About 2 hours later, after passport control and customs, and shifting my bags at the transfer desk for the final leg to Boston and home, I was in Terminal 3, heading through my final security check. I unzipped my carry-on reflexively to grab my ever-present laptop for its solo journey through security– and it was gone. Empty space. My business life flashed before my eyes: when had I last backed up? Before the trip began. What had I added to the memory? Lots of stuff that I did not want to lose: revisions to writings and workshops, new names and addresses. Yowza.
So I sprinted back to Terminal 1 from Terminal 3. It was easy to calculate that at least two hours had passed since departing the Royal Air Maroc flight. Was my laptop hurtling over the Atlantic in the other direction, its permanent departure from me hastened by the jet stream? Or had my precious helpmate been tossed into a Royal Air Maroc trash bin? Might it have been spirited away to a service worker’s home to be used for all night gaming parties? What were the chances that my precious laptop and I would ever be reunited? How could I have treated my dear friend and valued colleague so callously and carelessly?

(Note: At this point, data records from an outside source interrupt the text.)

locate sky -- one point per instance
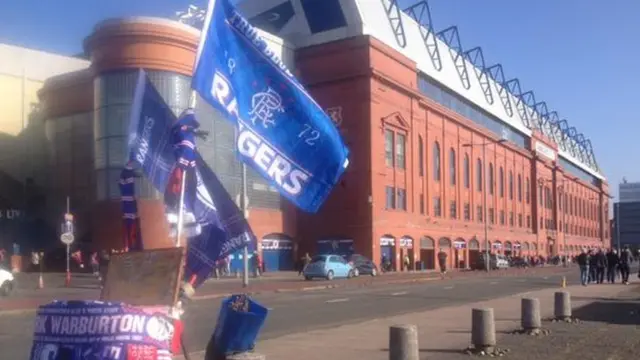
(579, 56)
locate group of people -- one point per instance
(596, 263)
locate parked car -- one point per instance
(7, 282)
(328, 267)
(362, 265)
(496, 261)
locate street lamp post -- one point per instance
(484, 145)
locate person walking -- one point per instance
(613, 260)
(625, 264)
(442, 261)
(583, 261)
(601, 265)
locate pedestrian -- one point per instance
(592, 266)
(442, 261)
(601, 265)
(613, 260)
(625, 264)
(95, 264)
(583, 261)
(306, 260)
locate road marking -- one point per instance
(399, 293)
(337, 300)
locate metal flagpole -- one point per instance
(243, 207)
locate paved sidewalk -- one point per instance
(442, 332)
(85, 287)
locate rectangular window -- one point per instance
(437, 207)
(400, 151)
(388, 147)
(390, 202)
(402, 199)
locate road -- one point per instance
(299, 311)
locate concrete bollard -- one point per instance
(562, 305)
(483, 329)
(403, 342)
(530, 314)
(246, 356)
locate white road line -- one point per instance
(337, 300)
(399, 293)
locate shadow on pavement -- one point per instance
(611, 311)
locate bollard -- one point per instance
(246, 356)
(403, 342)
(562, 305)
(483, 329)
(530, 314)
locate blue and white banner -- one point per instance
(222, 227)
(283, 133)
(87, 330)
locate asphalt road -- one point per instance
(292, 312)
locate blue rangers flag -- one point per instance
(218, 225)
(282, 132)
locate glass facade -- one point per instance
(113, 96)
(447, 98)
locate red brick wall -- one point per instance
(377, 90)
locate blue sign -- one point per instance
(282, 132)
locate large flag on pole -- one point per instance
(283, 133)
(222, 228)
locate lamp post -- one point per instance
(484, 145)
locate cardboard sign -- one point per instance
(150, 277)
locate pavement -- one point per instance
(85, 286)
(297, 312)
(444, 332)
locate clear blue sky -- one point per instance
(580, 56)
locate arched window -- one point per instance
(436, 161)
(479, 175)
(501, 182)
(519, 187)
(452, 166)
(420, 156)
(466, 171)
(491, 179)
(510, 185)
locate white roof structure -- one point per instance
(438, 54)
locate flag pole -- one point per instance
(192, 104)
(243, 205)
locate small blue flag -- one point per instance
(283, 133)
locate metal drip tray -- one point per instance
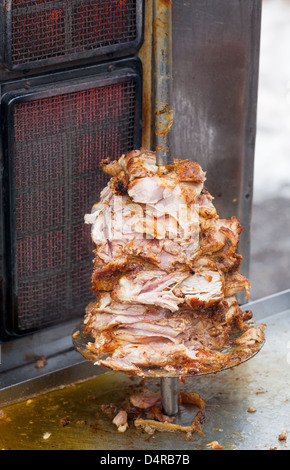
(247, 408)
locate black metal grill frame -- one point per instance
(106, 50)
(44, 86)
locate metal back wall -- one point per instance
(215, 70)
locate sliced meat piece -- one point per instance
(150, 287)
(120, 421)
(235, 282)
(203, 288)
(145, 399)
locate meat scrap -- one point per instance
(145, 409)
(165, 272)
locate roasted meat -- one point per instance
(165, 271)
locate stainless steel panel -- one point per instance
(262, 383)
(215, 74)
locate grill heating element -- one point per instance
(55, 144)
(39, 32)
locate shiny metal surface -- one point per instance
(247, 407)
(215, 56)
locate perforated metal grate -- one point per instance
(44, 29)
(58, 144)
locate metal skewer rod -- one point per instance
(163, 119)
(169, 395)
(162, 80)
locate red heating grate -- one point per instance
(40, 30)
(57, 146)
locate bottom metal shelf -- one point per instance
(263, 384)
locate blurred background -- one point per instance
(270, 230)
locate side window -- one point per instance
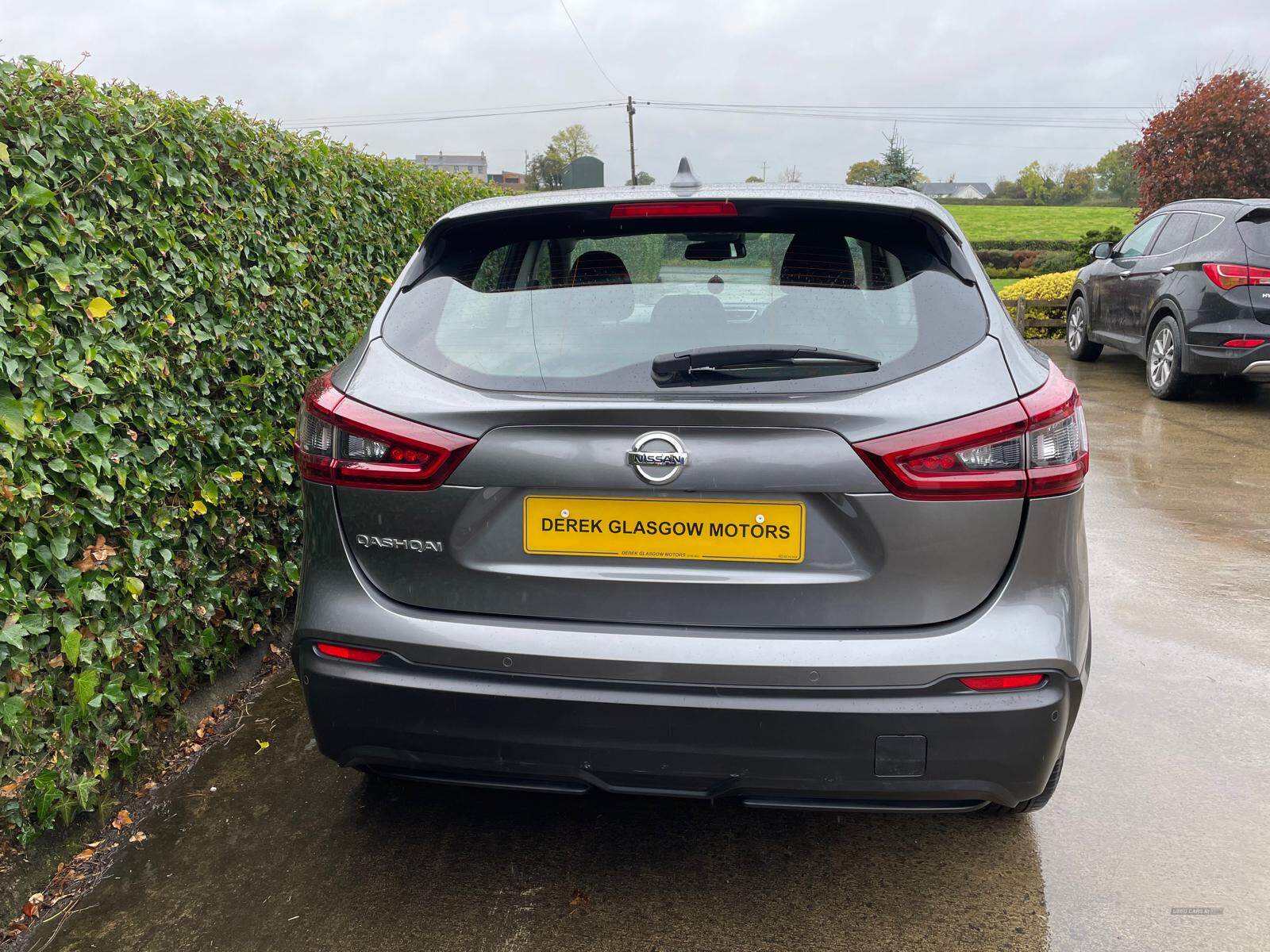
(1179, 230)
(1257, 232)
(1136, 244)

Enter Nabil Alaoui and Mohammed Dahouch, the two Royal Air Maroc service professionals at the transfer desk. I had already met Mohammed when I transferred by bag two hours earlier. I remembered him because of his friendly and open smile. He grasped the situation immediately, and, making no promises, sprang into action. First, he asked me if I was a Red Sox fan. When I confessed that was indeed the case, he hesitated, but decided to help anyway. That little act of comedy went a long way toward making me feel that I was among friends. Second, he dashed over to the Delta counter to see if I could take a later flight if the laptop was hard to find. The 6 PM I was on was the latest, so he know that time was of the essence (although I offered to stay overnight if that would make the difference). Third, he quickly ascertained that the plane had left the gate (heart plummets) but he would find out where it was (heart rises). Fourth, he quickly recruited the very willing Nabil Alaoui to head out onto the tarmac of JFK to see what he could do. Fifth, while I was waiting, he shared the story of how he himself had been robbed of $1,000 on a recent trip to Tangiers, and how he knew how it felt to lose something precious.

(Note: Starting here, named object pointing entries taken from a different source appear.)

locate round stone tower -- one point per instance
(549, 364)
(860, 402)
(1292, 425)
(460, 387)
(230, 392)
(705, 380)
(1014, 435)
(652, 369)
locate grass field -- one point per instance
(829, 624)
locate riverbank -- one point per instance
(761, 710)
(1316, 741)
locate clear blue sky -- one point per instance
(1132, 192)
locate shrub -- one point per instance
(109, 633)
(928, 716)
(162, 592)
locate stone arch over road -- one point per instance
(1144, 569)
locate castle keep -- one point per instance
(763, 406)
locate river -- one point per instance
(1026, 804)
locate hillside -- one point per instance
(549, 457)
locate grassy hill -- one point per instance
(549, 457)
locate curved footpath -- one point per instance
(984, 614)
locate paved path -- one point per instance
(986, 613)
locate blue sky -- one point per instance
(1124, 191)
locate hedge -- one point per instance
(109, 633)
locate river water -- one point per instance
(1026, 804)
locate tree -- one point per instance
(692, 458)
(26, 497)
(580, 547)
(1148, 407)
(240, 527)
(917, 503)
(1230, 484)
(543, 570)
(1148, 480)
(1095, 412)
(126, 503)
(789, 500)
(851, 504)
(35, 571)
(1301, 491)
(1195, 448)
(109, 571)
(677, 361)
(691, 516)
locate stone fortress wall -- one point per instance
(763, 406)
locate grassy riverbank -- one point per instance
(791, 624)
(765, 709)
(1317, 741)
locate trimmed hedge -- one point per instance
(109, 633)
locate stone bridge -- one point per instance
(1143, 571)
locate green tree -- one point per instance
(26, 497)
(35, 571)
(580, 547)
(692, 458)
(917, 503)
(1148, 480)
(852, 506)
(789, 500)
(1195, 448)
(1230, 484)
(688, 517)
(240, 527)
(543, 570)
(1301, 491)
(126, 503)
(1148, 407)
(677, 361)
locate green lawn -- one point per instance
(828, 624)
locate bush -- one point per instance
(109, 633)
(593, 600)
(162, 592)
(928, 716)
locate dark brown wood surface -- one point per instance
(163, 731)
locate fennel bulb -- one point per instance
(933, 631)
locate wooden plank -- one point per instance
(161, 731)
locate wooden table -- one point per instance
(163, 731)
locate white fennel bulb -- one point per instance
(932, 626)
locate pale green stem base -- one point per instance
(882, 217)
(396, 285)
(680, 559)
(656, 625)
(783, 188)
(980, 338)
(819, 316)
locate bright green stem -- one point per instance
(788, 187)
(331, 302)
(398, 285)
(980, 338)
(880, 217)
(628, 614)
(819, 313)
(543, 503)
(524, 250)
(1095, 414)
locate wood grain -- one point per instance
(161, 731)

Within 10 minutes – no longer – Nabil came bounding back with my laptop! Both men were genuinely delighted that it was found and that they were able to help. The only way I know to thank them is to share this story – and to send it along to the powers that be in Royal Air Maroc.
I can’t way that the amenities of Royal Air Maroc rival that of, say, Singapore Air or BA, two of my favorites. But for the human touch, Royal Air Maroc in a world-beater.